The Union government, represented by attorney general R Venkataramani and solicitor general Tushar Mehta, contended that AMU was neither established nor administered as a minority institution.
It has maintained that AMU is an institution of “national character” that ought to maintain its secular origins and serve the larger interest of the nation first.
“Owing to the obviously secular ethos and nature of the nation and the Constitution, considering the fact that AMU is an institution of educational ‘national character’, it cannot be considered to be a minority institution irrespective of the question whether it was established and administered by the minority at the time of inception or not,” said Mehta’s written submissions, adding no other institution declared to be of national importance by Parliament is a minority institution.
The Constitution recognises “institution of national importance (INI)” under Entry 63 of the Union List. The Union government grants the status of INI to premier higher educational institutions in India through an act of Parliament. It argued that all institutions of national importance must show diversity and the national structure and therefore, AMU cannot press for a minority status to defeat the representation that the marginalised sections of society are entitled to.

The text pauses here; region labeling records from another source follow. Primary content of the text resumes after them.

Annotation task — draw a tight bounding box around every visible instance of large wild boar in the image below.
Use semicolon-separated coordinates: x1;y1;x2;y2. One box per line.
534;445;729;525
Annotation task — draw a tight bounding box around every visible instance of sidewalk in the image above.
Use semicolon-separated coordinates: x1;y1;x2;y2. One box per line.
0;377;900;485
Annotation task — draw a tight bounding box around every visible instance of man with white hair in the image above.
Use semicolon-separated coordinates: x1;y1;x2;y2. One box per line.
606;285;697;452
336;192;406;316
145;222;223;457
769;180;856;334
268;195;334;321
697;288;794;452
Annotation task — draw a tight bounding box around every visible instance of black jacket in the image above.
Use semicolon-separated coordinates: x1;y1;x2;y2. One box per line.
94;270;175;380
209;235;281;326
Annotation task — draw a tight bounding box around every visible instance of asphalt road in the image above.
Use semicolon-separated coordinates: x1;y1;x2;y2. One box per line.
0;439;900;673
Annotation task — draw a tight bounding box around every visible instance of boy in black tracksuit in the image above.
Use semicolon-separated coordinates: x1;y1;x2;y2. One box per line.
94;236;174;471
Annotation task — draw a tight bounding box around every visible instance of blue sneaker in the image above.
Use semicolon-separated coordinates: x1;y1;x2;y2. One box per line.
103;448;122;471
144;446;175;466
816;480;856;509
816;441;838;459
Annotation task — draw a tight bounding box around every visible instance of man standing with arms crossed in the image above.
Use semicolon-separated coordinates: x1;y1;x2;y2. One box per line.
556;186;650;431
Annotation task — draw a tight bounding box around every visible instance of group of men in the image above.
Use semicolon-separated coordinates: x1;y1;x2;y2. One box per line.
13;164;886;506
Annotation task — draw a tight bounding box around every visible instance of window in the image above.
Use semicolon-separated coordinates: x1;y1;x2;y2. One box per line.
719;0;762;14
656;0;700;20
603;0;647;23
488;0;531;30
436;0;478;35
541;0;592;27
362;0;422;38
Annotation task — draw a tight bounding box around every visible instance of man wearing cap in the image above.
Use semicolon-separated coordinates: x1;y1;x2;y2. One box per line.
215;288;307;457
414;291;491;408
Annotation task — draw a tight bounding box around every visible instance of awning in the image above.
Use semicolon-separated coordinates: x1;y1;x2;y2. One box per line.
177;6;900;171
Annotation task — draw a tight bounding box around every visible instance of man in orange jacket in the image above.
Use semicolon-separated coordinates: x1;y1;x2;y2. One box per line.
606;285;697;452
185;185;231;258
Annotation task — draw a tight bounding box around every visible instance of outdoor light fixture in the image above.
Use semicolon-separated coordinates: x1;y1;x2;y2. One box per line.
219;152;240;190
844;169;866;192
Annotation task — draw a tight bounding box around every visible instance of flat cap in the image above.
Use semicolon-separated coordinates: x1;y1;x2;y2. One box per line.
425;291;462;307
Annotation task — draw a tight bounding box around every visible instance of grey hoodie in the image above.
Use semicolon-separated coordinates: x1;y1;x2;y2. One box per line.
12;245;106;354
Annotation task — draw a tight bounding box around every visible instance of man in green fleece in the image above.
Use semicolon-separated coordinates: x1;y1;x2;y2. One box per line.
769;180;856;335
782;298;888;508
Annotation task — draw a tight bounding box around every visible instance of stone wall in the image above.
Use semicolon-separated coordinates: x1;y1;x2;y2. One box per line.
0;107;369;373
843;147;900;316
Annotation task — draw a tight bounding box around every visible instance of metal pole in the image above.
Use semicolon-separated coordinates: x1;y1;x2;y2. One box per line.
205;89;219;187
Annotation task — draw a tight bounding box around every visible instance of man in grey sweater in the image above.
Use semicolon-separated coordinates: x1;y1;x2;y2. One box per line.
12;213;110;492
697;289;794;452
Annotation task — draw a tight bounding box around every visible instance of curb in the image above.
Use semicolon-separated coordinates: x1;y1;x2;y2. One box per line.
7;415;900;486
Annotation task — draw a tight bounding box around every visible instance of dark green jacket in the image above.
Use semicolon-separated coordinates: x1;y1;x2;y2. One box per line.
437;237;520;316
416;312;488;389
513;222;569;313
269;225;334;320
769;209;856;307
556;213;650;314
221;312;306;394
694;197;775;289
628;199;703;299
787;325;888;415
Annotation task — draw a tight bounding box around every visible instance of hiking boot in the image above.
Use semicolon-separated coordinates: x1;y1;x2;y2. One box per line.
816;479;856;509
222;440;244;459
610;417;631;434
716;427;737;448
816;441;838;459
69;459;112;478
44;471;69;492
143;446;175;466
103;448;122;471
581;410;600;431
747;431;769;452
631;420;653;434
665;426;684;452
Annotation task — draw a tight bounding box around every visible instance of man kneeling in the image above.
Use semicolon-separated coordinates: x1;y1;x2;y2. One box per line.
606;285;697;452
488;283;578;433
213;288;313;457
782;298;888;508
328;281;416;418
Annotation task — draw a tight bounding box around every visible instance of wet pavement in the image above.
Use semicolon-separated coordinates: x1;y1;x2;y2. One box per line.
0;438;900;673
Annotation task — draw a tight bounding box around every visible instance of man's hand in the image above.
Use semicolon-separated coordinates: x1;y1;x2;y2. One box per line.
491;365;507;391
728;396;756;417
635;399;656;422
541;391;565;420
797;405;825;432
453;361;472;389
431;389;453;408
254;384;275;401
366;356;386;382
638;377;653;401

Through the written submissions of Mehta, the government told the court that its decision in 2016 to withdraw its support for minority status to AMU was based on “constitutional considerations alone” because the erstwhile UPA government’s stand to legally fight for it was “against the public interest” and contrary to the public policy of reservation for marginalised sections.
The government stressed that the change of government was inconsequential to the reversal of the stance. It maintained that the Union government should have never filed a separate appeal in the top court against the 2006 judgment of the Allahabad high court, which held that AMU is not and has never been a minority institution.
The previous government’s stand was further in the teeth of a five-judge bench ruling in the Azeez Basha case in 1967, said the government.
Senior lawyers Rakesh Dwivedi, Neeraj K Kaul, Guru Krishna Kumar, and advocate Anirudh Sharma also appeared on behalf of some of the parties opposing the plea for the grant of minority status to AMU.